При виде Бартоломе Долорес встрепенулась, приподнялась, точнее, попыталась приподняться, но с тихим стоном вновь опустилась на подушку.

— Я дождалась тебя! — горячо прошептала она. — Я сумела тебя дождаться! Я…

Девушка захлебнулась от кашля.

— Милая моя! Что с тобой? Что?!

Бартоломе упал перед ней на колени. Он обнял Долорес, а в ответ услышал тихий стон, точно причинил ей боль.

— Что, что случилось?

Мать, сквозь рыдания, которые она не могла сдержать, сбивчиво объяснила, что произошло. Они с дочерью были дома вдвоем, когда ворвался Рамиро. Он походил на сумасшедшего. Он потребовал, чтобы Долорес призналась в совершенном грехе. Долорес рассмеялась ему в лицо. Тогда он схватился за кинжал. Франсиска не успела опомниться, как моряк с криком: «Умри, опозоренная девка!» нанес удар ее дочке. Клинок вошел в ее грудь справа… Рамиро бежал… Франсиска послала соседского мальчика за врачом. Тот сказал, что рана смертельна и посоветовал обратиться не к нему, а к священнику… Соседский мальчишка обежал всех соседей и всем рассказал о необыкновенном происшествии…

— Рамиро! — повторил Бартоломе.

У него застучало в висках, и лишь легкое, почти неощутимое прикосновение умирающей привело его в чувство.

— Пощади его! — прошептала она. — Ради меня, пощади его! Он просто… глупый, глупый мальчишка… Он так ничего и не понял… Он никогда не знал, что значит по-настоящему любить…

И вновь кашель заглушил ее слова. Казалось, с каждым словом она теряла и кровь, и жизнь.

— Молчи, молчи, молчи! — Бартоломе зажал ей рот ладонью.

Она не послушалась его. В эти последние оставшиеся ей минуты она хотела успеть сказать все, что считала для себя самым важным.

— Я ждала тебя, — шептала она. — Я не могла умереть, не увидев тебя… Я… так люблю тебя!.. Я… так любила тебя!..

И это были последние ее слова. Ее глаза широко, удивленно раскрылись, точно она видела перед собой нечто, недоступное другим. Струйка крови побежала от уголка ее рта по щеке.

— О нет, нет, нет! — воскликнул Бартоломе. — Не уходи!

В последний раз она попыталась приподняться, в последний раз Дрожь пробежала по ее телу. И вдруг она отяжелела, обмякла у него на руках, ее голова запрокинулась…

Дикий крик матери разорвал тишину:

— Девочка моя, дочка моя!

Бартоломе медленно поднялся, уступив ей место около умершей. Даже труп Долорес не принадлежал ему.

Громче зазвучал голос пожилого священника, читавшего отходную молитву.

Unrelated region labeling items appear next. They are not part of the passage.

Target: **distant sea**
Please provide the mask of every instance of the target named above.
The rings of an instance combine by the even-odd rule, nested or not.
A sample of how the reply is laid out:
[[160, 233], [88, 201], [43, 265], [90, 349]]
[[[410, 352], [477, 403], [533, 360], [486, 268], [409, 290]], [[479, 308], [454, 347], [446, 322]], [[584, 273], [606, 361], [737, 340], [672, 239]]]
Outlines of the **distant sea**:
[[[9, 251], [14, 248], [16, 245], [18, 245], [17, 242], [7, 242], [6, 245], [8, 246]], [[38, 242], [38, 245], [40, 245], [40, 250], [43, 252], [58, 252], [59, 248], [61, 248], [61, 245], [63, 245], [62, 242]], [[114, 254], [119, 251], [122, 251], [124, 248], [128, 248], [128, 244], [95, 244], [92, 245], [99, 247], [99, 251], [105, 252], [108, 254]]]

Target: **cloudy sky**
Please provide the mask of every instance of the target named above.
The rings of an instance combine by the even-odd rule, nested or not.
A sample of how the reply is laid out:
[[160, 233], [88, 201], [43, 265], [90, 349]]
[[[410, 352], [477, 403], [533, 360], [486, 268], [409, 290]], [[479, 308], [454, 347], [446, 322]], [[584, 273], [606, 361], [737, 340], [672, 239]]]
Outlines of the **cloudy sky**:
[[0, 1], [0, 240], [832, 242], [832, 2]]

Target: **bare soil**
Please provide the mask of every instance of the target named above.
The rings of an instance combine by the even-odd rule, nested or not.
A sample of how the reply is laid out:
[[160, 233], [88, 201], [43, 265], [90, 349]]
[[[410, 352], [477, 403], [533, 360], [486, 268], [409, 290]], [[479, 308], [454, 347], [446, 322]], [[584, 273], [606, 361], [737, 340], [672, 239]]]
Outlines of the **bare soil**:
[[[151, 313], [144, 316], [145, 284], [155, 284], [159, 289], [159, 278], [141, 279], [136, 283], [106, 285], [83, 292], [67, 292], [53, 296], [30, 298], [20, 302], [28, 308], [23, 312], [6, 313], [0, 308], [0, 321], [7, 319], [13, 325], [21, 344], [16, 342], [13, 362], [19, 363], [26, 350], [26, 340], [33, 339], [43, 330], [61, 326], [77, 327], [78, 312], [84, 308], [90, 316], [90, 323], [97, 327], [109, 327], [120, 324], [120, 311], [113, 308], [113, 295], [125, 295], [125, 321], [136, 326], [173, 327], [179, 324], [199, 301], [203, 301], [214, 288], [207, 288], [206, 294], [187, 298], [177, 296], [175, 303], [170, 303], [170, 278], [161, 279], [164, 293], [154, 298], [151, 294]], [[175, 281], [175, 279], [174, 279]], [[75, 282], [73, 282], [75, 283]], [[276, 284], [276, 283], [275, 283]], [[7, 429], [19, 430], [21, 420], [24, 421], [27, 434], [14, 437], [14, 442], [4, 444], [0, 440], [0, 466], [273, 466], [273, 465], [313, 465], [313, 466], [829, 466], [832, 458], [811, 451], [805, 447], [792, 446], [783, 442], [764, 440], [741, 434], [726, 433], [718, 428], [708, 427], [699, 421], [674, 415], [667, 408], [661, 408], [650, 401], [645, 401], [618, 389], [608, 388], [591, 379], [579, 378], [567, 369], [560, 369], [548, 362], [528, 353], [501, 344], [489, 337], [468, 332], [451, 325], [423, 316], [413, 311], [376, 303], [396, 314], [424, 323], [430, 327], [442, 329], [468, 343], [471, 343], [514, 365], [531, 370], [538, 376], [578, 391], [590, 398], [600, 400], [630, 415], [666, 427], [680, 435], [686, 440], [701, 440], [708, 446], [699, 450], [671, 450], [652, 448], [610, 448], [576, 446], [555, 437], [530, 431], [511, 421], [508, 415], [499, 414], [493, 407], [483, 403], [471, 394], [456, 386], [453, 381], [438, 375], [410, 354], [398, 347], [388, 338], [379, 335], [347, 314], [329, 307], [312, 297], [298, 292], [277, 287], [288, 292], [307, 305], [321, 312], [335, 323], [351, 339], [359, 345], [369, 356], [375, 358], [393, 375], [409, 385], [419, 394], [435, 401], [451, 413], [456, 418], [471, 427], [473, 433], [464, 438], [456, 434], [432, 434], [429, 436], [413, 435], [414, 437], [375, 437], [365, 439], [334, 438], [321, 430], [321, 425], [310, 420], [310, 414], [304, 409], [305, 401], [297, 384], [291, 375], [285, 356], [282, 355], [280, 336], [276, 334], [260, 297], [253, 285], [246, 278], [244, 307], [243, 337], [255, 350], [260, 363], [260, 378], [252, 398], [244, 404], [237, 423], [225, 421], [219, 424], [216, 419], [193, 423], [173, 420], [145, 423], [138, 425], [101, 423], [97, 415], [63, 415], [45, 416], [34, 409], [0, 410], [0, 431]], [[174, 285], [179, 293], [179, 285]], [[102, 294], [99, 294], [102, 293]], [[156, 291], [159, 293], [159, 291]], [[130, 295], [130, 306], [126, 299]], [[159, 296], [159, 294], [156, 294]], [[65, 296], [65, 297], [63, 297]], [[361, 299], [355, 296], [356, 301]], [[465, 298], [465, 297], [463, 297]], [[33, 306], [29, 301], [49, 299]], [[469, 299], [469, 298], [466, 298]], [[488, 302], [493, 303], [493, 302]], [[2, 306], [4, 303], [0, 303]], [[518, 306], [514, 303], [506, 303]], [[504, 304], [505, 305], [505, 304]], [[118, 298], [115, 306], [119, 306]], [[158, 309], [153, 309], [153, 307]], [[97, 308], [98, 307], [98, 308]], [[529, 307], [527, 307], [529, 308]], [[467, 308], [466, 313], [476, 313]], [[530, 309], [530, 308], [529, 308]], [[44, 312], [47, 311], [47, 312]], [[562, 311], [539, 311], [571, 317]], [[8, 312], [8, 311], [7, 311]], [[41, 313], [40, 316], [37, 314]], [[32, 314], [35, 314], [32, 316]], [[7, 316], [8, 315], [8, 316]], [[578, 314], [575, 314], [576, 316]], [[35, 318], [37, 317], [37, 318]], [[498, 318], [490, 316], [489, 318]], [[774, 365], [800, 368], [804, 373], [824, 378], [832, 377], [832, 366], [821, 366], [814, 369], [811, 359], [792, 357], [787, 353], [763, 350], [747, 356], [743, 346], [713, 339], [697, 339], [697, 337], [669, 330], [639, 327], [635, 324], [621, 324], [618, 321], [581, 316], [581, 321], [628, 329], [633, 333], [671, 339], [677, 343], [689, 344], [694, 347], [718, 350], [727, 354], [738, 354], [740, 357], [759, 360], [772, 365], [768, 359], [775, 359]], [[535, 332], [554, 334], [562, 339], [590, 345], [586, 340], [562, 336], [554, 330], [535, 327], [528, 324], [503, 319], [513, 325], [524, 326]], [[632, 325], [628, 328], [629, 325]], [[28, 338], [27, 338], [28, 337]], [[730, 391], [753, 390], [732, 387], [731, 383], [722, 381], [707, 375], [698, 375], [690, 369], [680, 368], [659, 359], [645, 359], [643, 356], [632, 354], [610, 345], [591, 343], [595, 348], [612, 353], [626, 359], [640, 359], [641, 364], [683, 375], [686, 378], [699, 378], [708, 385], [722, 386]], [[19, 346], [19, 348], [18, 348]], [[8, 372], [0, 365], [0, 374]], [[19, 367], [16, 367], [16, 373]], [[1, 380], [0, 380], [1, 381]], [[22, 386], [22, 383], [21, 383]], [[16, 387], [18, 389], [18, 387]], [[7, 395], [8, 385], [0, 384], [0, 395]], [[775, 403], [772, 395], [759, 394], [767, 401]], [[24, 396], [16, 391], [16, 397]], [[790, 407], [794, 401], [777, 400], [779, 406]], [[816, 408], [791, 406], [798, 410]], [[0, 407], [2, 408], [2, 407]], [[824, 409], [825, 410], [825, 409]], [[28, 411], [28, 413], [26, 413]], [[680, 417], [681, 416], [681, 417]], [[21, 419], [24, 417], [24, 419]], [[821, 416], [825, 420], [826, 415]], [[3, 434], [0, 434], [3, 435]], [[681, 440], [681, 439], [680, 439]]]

Вероятно, возглас Франсиски привлек внимание любопытных соседей. Понемногу все они собрались около умершей. Кто-то истово крестился, кто-то шептал молитвы, кто-то просто глазел с любопытством.

Бартоломе тихо, незаметно вышел. Здесь он был чужим.

И увидел другого одинокого человека. За столом, обхватив голову руками, сидел Рамиро. Его широкая спина вздрагивала. Он вернулся. Но это был уже не тот справедливый мститель, каким он себя вообразил. Это был подавленный, плачущий человек. Человек, который сам испугался того, что он совершил.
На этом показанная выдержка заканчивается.